Research Project: Sunlight Arrows
Materials are very important choices for transformation candidates, and gold seems (at present) to be the easiest and most powerful choice for harvesting solar energy. Brass and bronze both show potentially, but fewer materials survive the transformation, and those that do cannot capture the same level of energy, or capture it as quickly, as gold does. Of other alloys tested, rose gold showed strong performance, capturing a hybrid of the sun’s light and heat rather than simply its light, allowing it to accomplish about 80% of gold’s effects. Of course, this results in an even lower melting point and makes the arrows unsuitable for firing at longer range (reasons discussed below). A curious candidate is the naturally occurring material iron pyrite. Its sunlight transformation is unstable, only capable of gaining and releasing a charge once before crumbling into fragments, but it only shortly behind rose gold in terms of efficacy.

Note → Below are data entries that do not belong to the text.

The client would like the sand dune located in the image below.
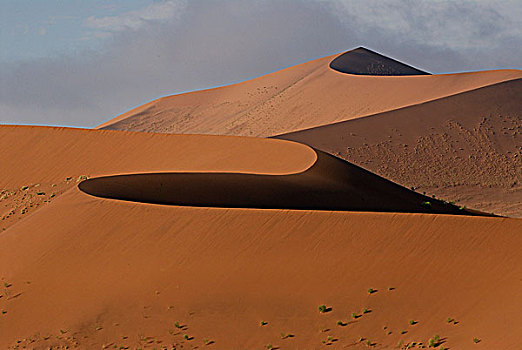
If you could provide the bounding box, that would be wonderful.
[79,152,479,215]
[330,47,430,76]
[0,185,522,349]
[99,48,522,136]
[0,49,522,349]
[279,79,522,216]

As for different mechanical configurations of the materials, cores are unsuitable as the core must be directly charged by bathing it in light, and, when activated, it is the core that releases energy. Sheathing the core causes the exterior to melt, or generate Burning miad crystals, on activation. Melting the exterior generally causes the innards of the core to melt, destabilizes the arrow in flight, and generally doesn’t work well. A thin outer coating works, but runs into an issue where it burns itself off in flight. The archer has to activate the arrow as they fire, and the arrow will burn throughout the flight. For spears, they could briefly withstand their own thermal load, but arrows are of such lower mass that they begin to burn away rapidly. A thin coat of material burns away even faster, causing the material below to be superheated but burning off the outer coat.

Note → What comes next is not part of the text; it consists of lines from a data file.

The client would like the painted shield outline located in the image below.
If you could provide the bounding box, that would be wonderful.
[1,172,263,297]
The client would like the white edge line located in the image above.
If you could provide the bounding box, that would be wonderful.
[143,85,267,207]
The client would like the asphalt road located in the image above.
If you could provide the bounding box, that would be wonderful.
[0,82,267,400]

As for an investigation of how the burning penetration happens, testing strongly indicates that the nimbus of light around the arrow translates rapidly to heat, melting the contact point, and allowing the bulk of the weapon to push through the semi-molten material. Essentially, it’s a hot knife going into wax. The light itself appears to primarily act as an energy carrier for the heat, with characteristic nimbus acting as a sort of rate-limiter for the thermal discharge and preventing the transformed objects from melting themselves to slag in a singular burst of energy.
(You can pick one, or more, aspects of this to incorporate into a design. No matter how many you incorporate, the bonus to your roll doesn’t change as long as you have at least 1)
It is the 3rd Design, Revision, and Research Phase
REMEMBER: The Event is due this turn.